The testimony of Eugene Zarashaw, a Facebook engineering director, and Steven Elia, a software engineering manager, was first reported by The Intercept.
Facebook made the experts available as part of an ongoing lawsuit prompted by the Cambridge Analytica data scandal, in which vast troves of user data were secretly harvested and exploited by a firm with links to Donald Trump’s 2016 presidential campaign.
A court-appointed special master, Daniel Garrie, has the unenviable job of determining where Facebook stores personal data in its 55 subsystems ― which neither Zarashaw nor Elia could really answer.
Presented with a list of those systems, neither engineer recognized what they all were, let alone what data they collected.
Asked where Facebook stores a user’s on-platform activity, data obtained from third parties about users’ activities outside of Facebook, and other inferred user data, again, neither knew the answer.

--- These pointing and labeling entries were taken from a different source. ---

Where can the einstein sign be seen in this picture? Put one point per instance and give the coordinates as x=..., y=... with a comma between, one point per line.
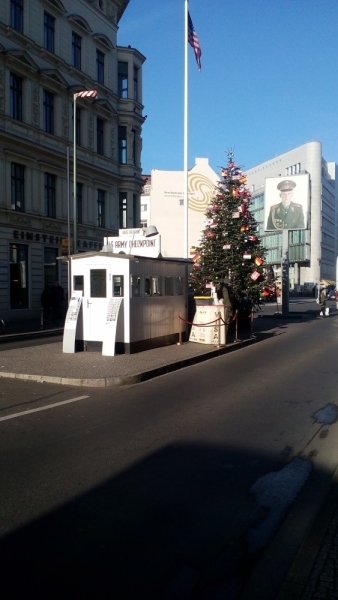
x=133, y=241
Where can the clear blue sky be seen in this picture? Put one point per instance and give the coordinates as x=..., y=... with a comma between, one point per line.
x=268, y=81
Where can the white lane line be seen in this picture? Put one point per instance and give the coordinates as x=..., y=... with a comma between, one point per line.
x=27, y=412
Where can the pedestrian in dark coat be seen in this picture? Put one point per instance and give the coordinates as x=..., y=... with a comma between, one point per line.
x=57, y=298
x=322, y=303
x=45, y=303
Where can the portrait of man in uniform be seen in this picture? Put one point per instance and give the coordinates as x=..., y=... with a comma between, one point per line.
x=286, y=214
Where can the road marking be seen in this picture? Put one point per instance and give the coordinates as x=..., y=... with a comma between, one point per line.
x=27, y=412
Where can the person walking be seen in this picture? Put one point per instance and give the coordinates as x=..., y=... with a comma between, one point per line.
x=45, y=303
x=57, y=298
x=322, y=303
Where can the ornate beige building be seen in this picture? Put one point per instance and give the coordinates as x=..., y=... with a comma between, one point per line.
x=49, y=50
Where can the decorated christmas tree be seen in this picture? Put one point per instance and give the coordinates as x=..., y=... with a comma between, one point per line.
x=230, y=248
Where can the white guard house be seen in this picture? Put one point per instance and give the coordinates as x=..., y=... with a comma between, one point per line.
x=126, y=297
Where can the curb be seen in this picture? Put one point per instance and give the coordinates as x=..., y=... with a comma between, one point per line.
x=137, y=377
x=12, y=337
x=299, y=574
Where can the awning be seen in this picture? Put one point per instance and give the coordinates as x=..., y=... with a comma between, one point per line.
x=327, y=282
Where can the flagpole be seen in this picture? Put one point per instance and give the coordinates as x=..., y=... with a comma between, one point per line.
x=74, y=179
x=185, y=149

“I don’t believe there’s a single person that exists who could answer that question,” Zarashaw told the court. “It would take a significant team effort to even be able to answer that question.”
Zarashaw added that Facebook tends to build pieces of infrastructure, “and then just leave them running for anybody at the company to use.” Other teams then “end up using other pieces of infrastructure as underlying storage,” making it difficult to fully account for who is doing what.

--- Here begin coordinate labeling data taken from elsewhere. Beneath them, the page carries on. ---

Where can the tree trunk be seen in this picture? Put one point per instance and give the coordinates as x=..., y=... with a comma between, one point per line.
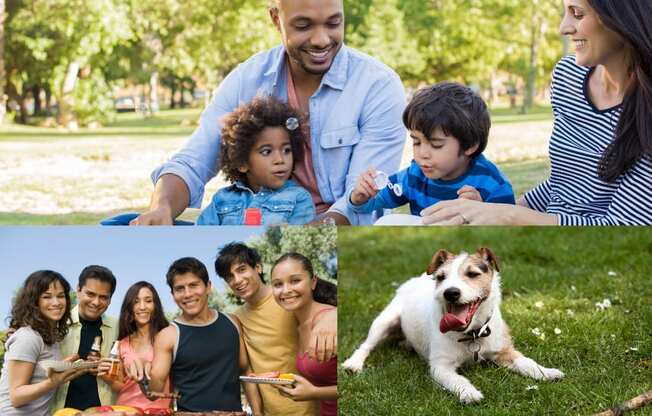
x=182, y=101
x=3, y=75
x=36, y=95
x=173, y=92
x=66, y=100
x=535, y=41
x=153, y=93
x=48, y=100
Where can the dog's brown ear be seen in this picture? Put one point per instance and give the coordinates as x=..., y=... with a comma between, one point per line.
x=438, y=259
x=488, y=256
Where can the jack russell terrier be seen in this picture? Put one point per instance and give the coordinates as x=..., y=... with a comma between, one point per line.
x=451, y=315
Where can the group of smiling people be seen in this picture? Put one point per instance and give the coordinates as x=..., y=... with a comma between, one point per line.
x=288, y=326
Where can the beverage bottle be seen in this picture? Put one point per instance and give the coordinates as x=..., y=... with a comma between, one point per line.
x=114, y=355
x=95, y=354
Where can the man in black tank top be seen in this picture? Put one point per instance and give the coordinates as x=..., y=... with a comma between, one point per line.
x=201, y=350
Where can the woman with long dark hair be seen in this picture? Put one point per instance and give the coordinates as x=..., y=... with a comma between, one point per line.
x=601, y=144
x=141, y=318
x=40, y=317
x=296, y=289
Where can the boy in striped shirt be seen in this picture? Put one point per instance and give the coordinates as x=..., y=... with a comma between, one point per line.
x=449, y=126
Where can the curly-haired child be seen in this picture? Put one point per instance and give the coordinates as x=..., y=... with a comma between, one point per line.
x=261, y=141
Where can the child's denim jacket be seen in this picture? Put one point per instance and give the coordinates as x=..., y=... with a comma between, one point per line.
x=290, y=204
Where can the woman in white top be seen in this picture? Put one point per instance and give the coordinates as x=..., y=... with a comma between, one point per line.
x=40, y=317
x=601, y=144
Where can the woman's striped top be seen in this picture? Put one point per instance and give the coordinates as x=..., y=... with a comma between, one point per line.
x=580, y=135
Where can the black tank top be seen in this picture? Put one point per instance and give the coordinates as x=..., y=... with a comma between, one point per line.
x=205, y=370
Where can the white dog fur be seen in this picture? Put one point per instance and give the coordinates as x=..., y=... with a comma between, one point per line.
x=418, y=307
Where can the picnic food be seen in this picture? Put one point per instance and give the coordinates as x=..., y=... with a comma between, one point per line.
x=61, y=366
x=269, y=378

“It would take multiple teams on the ad side to track down exactly the ― where the [user] data flows,” Zarashaw added. “I would be surprised if there’s even a single person that can answer that narrow question conclusively.”
What’s more, Zarashaw told the court Facebook has a “somewhat strange engineering culture” in that it often doesn’t generate documentation for others to refer to later.
“Effectively the code is its own design document,” the engineer said. “For what it’s worth, this [was] terrifying to me when I first joined as well.”
A Meta spokesperson vehemently disputed the notion that it has haphazard internal data tracking policies.
“Our systems are sophisticated and it shouldn’t be a surprise that no single company engineer can answer every question about where each piece of user information is stored,” the company said in a statement.
“We’ve built one of the most comprehensive privacy programs to oversee data use across our operations and to carefully manage and protect people’s data. We have made ― and continue making ― significant investments to meet our privacy commitments and obligations, including extensive data controls.”
The transcript bolsters an April Motherboard report, based on a leaked internal document from the company’s ads and business product team, that suggested Facebook is structurally incapable of adequately regulating user data because of how the company is built.
“We do not have an adequate level of control and explainability over how our systems use data, and thus we can’t confidently make controlled policy changes or external commitments such as ‘we will not use X data for Y purpose,’” the document reads. “And yet, this is exactly what regulators expect us to do, increasing our risk of mistakes and misrepresentation.”
The 15-page document compared Facebook’s user data to a bottle of ink that’s been emptied into a body of water.
“You pour that ink into a lake of water (our open data systems; our open culture) … and it flows … everywhere. How do you put that ink back in the bottle? How do you organize it again, such that it only flows to the allowed places in the lake?”